Electric power train
- Technology: Electric vehicles are technically easy to implement. The problem here lies in the energy storage. With the current technologies, the battery for a fully fledged long-haul truck would weigh about ten tons, assuming the same ranges as with a diesel engine. An interim solution might be the possibility of charging during the journey through an overhead line or induction loop. Initial tests have already been carried out in Europe and the USA.
- Emissions: No emissions are caused during operation. However, the energy costs that occur during the production of the drive train as well as during the generation of the electricity have to be included in the balance. In the end, the exact numbers depend on the used electricity mix.
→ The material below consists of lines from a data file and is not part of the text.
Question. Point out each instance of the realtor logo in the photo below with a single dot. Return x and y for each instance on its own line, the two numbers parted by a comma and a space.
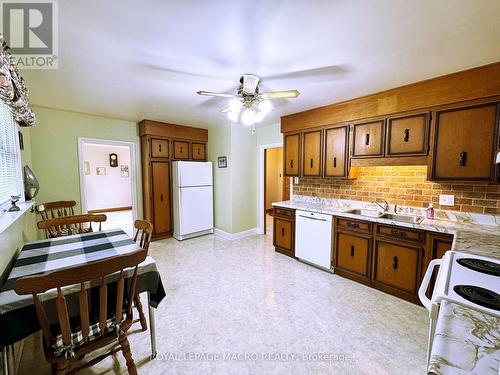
30, 30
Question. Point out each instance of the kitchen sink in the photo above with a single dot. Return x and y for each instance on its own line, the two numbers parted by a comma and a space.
402, 218
364, 212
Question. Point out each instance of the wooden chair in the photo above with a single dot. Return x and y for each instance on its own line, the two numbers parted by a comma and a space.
67, 225
52, 210
65, 343
143, 233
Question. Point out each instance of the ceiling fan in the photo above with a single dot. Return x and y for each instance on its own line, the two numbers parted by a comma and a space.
249, 101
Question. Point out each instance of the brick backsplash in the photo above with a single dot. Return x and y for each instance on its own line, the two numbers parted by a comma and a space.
404, 186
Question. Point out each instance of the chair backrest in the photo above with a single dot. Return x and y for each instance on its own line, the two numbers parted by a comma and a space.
52, 210
79, 275
67, 225
143, 232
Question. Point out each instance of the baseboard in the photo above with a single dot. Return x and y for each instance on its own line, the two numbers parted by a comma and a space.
101, 210
235, 236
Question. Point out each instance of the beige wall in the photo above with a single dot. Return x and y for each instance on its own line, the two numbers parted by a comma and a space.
54, 148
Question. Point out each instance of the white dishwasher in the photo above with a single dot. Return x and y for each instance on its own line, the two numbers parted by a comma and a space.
313, 238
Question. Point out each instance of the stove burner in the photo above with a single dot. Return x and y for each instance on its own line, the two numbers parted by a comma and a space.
478, 295
480, 265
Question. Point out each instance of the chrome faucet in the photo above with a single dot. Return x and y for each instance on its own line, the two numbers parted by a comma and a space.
385, 207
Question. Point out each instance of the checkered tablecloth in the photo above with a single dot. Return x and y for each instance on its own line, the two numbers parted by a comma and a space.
17, 313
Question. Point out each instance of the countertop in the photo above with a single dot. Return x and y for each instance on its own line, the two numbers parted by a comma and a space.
473, 233
466, 342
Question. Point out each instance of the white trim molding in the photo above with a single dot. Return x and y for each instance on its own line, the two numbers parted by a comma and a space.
260, 200
235, 236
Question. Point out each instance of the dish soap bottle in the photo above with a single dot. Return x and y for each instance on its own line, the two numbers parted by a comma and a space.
429, 213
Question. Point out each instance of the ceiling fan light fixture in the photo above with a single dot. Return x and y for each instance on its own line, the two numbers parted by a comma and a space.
248, 116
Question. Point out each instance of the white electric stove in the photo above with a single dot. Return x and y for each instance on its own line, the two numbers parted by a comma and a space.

- Marketability: The technology is available on the market, and even in larger series for passenger cars. Small commercial vehicles, in particular for urban transport, are also ready for series production. So far only prototypes exist for large commercial vehicles.
- Economic efficiency: The acquisition costs are at least one-third above those for diesel vehicles. Furthermore, pure electric vehicles can still not be considered for long-distance transport. Actual economic efficiency is to be expected only with further advances, particularly in battery technology.
To sum it up, internal combustion engines will remain the instrument of choice in long haul freight services for the foreseeable future. First and foremost, this means the most efficient diesel engines possible and, albeit with some limitations, natural gas engines. Propulsion methods with severely reduced or even no emissions at all will play a significant role in last mile delivery services only.